#1 – Make sure you retain ownership, use and control of one’s own data.
Understand the Termination Clause! Read your contract and understand how to properly terminate any cloud computing services. Receive a copy of ALL of your data in a usable form.
#2 – The right to Service Level Agreements (SLAs) that address liabilities, remediation and business outcomes.
All computing services – including cloud services suffer slowdowns and failures. Cloud providers should commit to recovery times, specify the forms of remediation and/or spell out the procedures they will follow.
#3 – The right to notification and choice about changes that affect the service consumers’ business processes.
All cloud computing providers will need to take down systems, interrupt services or make changes in order to increase capacity. Ensure that their policies protect you from these business processes by providing advanced notification of major upgrades or system changes and grant you some control over the schedule.
#4 – The right to understand the technical limitations or requirements of the service up front.
Cloud providers should fully explain their systems, technical requirements and limitations from the beginning. This is crucial so that after you have committed to a cloud service, you do not run the risk of needing to invest in major changes.
#5 – The right to understand the legal requirements of jurisdictions in which the provider operates.
If the cloud computing provider stores or transports the consumer’s data in or through a foreign country, the service consumer becomes subject to the laws and regulations of these jurisdictions.
#6 – The right to know what security processes the provider follows.
Security breaches can happen at multiple levels of technology. Service consumers must understand the processes a provider uses, so that security at one level (such as the server) does not subvert security at another level (such as the network).
#7 – The responsibility to understand and adhere to software license requirements.
Providers and consumers must come to an understanding about how the proper use of software licenses will be assured.
Cloud Security – I think I am afraid?
The following 5 security points are critical in the choice of a cloud provider for your organization.
#1 – Privileged user access
Sensitive data processed outside the enterprise brings with it an inherent level of risk, because outsourced services bypass the “physical, logical and personnel controls“. Ask providers to supply specific information on the hiring and oversight of privileged administrators, and the controls over their access.

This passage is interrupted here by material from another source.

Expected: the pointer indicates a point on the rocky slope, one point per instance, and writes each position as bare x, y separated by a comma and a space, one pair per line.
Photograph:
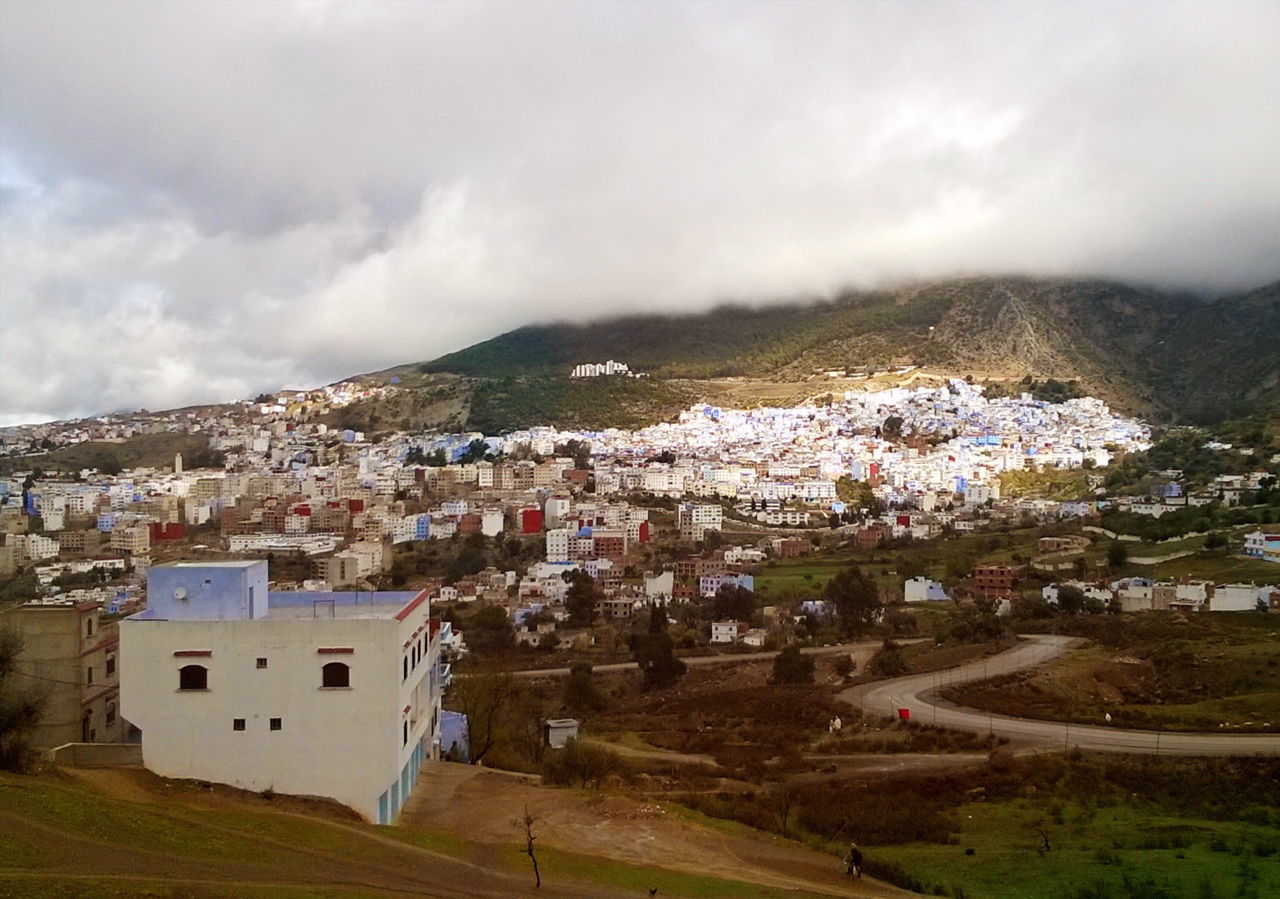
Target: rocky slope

#2 – Regulatory compliance
Customers are ultimately responsible for the security and integrity of their own data, even when it is held by a service provider. Traditional service providers are subjected to external audits and security certifications. Cloud providers who refuse to undergo this scrutiny are signaling that customers can only use them for the most trivial functions.
#3 – Data segregation
Data in the cloud is typically stored in a shared environment alongside data from other customers. Encryption is effective but isn’t a cure-all. Find out what is done to segregate data at rest. The cloud provider should provide evidence that encryption schemes were designed and tested by experienced specialists. Encryption accidents can make data totally unusable, and even normal encryption can complicate availability.
#4 – Investigative support
Cloud services are especially difficult to investigate, because logging and data for multiple customers may be co-located and may also be spread across an ever-changing set of hosts and data centers. If you cannot get a contractual commitment to support specific forms of investigation, along with evidence that the vendor has already successfully supported such activities, then the only safe assumption is that investigation and discovery requests will be impossible.
#5 – Long-term viability
Ideally, your cloud computing provider will never go broke or get acquired and swallowed up by a larger company. Be sure your data will remain available to you, should such an event occur. Ask potential providers how you would get your data back and if it would be in a format that you could import into a replacement application.
If you know your rights and clear the basic security review, you will greatly enhance your chance of success with your cloud provider and the cloud computing services you have selected.